Universal Redundancies in Time Series Foundation Models

TL;DR

This paper investigates the internal redundancies of Time Series Foundation Models (TSFMs), revealing universal properties and proposing interpretability tools and theoretical insights to understand their behavior and robustness.

Contribution

It introduces a mechanistic interpretability framework for TSFMs, identifies universal redundancies, and develops a kernel-based theoretical model to analyze and ablate specific model components.

Findings

Leading TSFMs have redundant intermediate layers.

Models are robust to entire layer ablations.

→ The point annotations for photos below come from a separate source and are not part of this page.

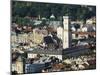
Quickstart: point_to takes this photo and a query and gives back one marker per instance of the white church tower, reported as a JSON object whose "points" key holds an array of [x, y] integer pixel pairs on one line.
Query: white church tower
{"points": [[66, 33]]}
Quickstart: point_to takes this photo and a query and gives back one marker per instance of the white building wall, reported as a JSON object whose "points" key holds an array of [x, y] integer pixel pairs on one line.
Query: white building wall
{"points": [[66, 32], [60, 32]]}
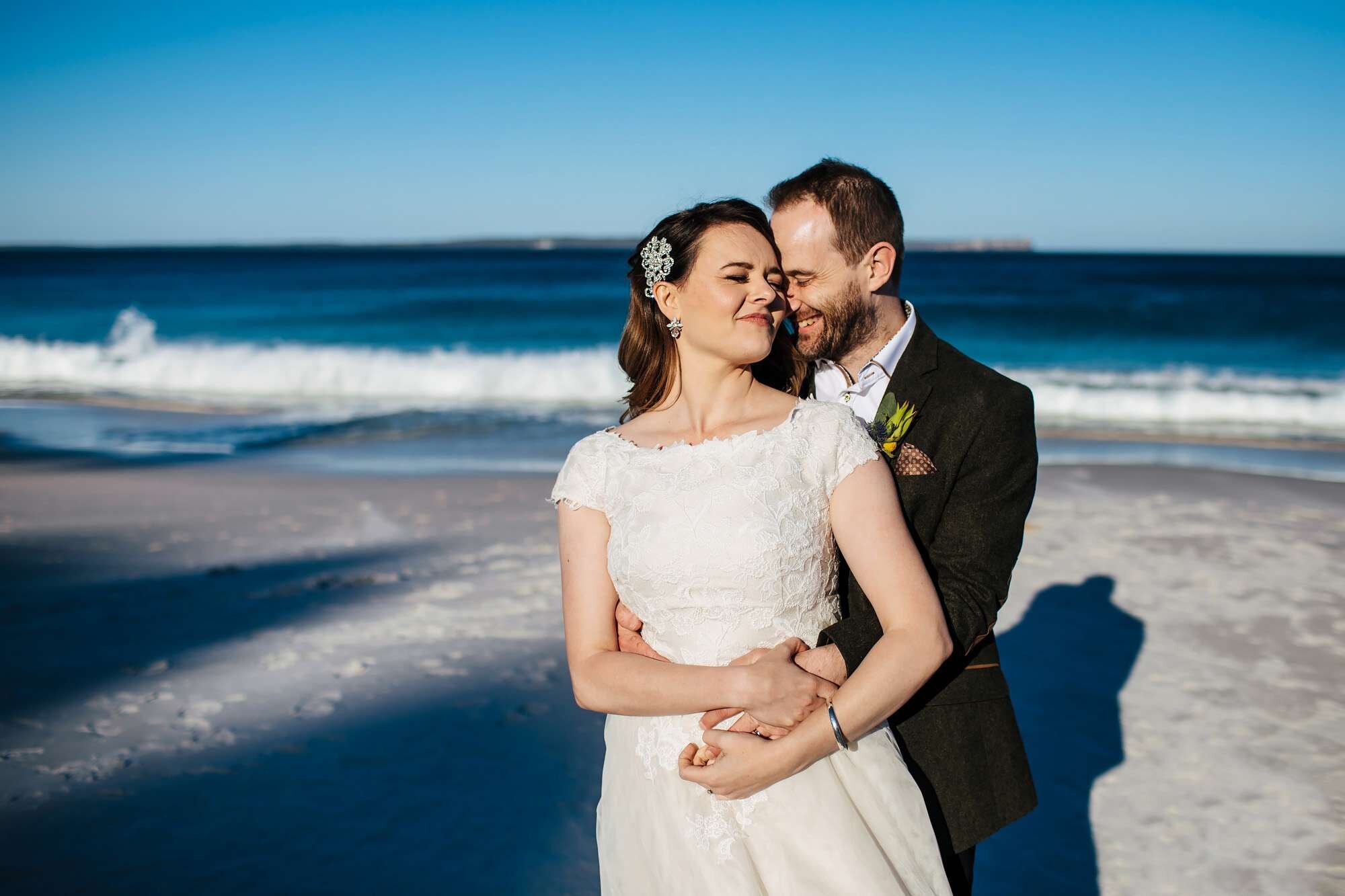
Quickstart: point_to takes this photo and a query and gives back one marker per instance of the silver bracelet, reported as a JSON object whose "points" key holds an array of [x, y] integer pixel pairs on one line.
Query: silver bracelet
{"points": [[836, 727]]}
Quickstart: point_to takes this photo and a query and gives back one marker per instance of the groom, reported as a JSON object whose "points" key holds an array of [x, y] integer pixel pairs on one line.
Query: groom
{"points": [[966, 471]]}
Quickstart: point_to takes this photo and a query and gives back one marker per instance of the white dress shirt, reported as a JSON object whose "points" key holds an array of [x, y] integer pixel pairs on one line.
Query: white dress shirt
{"points": [[832, 382]]}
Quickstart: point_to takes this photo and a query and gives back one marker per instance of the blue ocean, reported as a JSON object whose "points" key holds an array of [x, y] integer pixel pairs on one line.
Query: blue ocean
{"points": [[424, 360]]}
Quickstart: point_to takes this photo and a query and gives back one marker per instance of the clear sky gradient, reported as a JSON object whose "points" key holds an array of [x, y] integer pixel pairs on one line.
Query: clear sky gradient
{"points": [[1081, 126]]}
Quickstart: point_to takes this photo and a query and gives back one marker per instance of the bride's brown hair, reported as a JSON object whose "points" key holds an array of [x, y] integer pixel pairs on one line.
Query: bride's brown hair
{"points": [[648, 353]]}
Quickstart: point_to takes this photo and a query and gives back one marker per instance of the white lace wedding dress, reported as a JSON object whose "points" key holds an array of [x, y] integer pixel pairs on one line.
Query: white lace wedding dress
{"points": [[723, 546]]}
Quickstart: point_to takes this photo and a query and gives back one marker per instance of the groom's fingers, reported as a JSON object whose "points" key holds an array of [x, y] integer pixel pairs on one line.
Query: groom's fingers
{"points": [[626, 618], [685, 766], [716, 716]]}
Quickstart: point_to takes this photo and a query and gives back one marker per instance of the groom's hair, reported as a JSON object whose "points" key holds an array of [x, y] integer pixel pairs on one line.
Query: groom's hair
{"points": [[864, 210]]}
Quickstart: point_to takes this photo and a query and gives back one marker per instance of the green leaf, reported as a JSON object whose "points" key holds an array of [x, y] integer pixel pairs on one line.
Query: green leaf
{"points": [[887, 405], [900, 421]]}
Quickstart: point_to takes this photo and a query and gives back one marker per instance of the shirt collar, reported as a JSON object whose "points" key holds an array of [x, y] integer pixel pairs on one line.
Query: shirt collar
{"points": [[884, 362]]}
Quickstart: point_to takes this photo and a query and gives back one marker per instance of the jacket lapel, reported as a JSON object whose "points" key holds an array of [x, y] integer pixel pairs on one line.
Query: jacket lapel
{"points": [[911, 381]]}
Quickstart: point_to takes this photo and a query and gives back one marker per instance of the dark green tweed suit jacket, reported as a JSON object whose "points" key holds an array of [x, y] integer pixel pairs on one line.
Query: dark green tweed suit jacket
{"points": [[960, 733]]}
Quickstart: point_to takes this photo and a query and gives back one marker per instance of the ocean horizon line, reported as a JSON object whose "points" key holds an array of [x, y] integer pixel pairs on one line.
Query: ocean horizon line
{"points": [[987, 245]]}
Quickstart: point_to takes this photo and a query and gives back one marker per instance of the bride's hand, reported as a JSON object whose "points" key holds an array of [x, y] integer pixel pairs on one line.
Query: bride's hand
{"points": [[779, 692]]}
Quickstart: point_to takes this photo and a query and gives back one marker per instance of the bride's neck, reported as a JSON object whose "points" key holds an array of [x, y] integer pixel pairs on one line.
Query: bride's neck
{"points": [[707, 396]]}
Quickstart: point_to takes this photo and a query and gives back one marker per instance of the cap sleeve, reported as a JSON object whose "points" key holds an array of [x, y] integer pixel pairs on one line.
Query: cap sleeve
{"points": [[853, 447], [583, 478]]}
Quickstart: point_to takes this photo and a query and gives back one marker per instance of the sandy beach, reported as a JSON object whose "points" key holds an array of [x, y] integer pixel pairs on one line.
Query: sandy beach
{"points": [[235, 677]]}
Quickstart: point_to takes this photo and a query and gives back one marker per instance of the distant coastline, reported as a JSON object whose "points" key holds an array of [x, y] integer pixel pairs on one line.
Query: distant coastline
{"points": [[533, 244]]}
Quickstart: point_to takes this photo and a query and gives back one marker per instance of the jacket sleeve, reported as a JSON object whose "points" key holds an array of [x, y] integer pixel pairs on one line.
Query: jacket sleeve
{"points": [[980, 534]]}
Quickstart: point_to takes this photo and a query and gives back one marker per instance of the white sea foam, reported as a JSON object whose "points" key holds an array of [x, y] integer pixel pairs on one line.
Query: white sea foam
{"points": [[344, 381], [135, 362]]}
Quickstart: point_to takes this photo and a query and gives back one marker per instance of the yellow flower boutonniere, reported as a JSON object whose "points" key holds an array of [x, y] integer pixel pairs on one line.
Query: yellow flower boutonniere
{"points": [[892, 424]]}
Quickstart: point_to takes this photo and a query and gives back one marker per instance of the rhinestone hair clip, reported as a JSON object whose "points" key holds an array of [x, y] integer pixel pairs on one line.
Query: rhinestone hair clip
{"points": [[657, 257]]}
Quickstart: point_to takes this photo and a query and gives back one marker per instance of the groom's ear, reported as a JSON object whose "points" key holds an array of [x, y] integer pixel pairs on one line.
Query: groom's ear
{"points": [[879, 264]]}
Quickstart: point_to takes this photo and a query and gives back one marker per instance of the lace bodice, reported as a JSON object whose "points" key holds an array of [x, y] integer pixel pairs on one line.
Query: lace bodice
{"points": [[724, 545]]}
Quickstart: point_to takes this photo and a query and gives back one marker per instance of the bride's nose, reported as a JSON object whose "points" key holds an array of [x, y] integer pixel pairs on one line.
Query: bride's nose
{"points": [[765, 294]]}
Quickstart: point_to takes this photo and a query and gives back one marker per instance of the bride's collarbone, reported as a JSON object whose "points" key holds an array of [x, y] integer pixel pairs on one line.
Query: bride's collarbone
{"points": [[653, 436]]}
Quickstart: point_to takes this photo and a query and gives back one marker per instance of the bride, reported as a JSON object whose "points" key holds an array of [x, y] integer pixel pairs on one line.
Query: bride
{"points": [[715, 512]]}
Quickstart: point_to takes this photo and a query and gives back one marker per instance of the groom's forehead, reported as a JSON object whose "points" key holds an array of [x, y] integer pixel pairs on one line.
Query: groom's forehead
{"points": [[804, 225]]}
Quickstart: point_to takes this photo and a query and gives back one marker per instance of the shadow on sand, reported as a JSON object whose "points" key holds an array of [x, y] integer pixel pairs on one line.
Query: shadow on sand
{"points": [[1067, 661], [488, 783]]}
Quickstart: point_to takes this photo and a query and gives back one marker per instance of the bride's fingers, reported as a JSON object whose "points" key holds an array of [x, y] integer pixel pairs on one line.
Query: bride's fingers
{"points": [[687, 759], [746, 724]]}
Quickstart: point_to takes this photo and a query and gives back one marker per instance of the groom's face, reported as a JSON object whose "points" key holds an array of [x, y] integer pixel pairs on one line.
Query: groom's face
{"points": [[827, 292]]}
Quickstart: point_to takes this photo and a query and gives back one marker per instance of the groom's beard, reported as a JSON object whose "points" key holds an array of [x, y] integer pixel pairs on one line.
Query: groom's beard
{"points": [[847, 322]]}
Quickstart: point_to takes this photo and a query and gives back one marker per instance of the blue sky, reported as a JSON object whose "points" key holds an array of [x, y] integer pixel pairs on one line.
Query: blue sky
{"points": [[1081, 126]]}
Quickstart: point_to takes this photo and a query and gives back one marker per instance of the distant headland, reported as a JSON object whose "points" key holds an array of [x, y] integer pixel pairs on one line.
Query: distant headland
{"points": [[544, 244]]}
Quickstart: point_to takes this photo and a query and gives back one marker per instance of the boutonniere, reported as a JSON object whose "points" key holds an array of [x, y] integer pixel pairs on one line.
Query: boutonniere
{"points": [[892, 423]]}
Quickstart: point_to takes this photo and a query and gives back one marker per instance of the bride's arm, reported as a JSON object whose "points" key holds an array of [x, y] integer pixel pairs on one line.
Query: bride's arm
{"points": [[874, 536], [609, 681]]}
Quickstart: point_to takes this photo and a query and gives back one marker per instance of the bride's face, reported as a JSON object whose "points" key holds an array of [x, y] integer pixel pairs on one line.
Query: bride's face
{"points": [[732, 302]]}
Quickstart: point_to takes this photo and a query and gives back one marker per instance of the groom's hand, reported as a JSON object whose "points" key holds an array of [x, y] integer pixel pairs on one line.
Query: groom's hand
{"points": [[824, 662], [629, 634], [781, 693]]}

Identifies heads responsible for motif parroting and seasonality bias.

Abstract

Time Series Foundation Models (TSFMs) leverage extensive pretraining to accurately predict unseen time series during inference, without the need for task-specific fine-tuning. Through large-scale evaluations on standard benchmarks, we find that leading transformer-based TSFMs exhibit redundant components in their intermediate layers. We introduce a set of tools for mechanistic interpretability of TSFMs, including ablations of specific components and direct logit attribution on the residual stream. Our findings are consistent across several leading TSFMs with diverse architectures, and across a diverse set of real-world and synthetic time-series datasets. We discover that all models in our study are robust to ablations of entire layers. Furthermore, we develop a theoretical framework framing transformers as kernel regressors, motivating a purely intrinsic strategy for ablating heads based on the stable rank of the per-head projection matrices. Using this approach, we uncover the specific heads responsible for degenerate phenomena widely observed in TSFMs, such as parroting of motifs from the context and seasonality bias. Our study sheds light on the universal properties of this emerging class of architectures for continuous-time sequence modeling.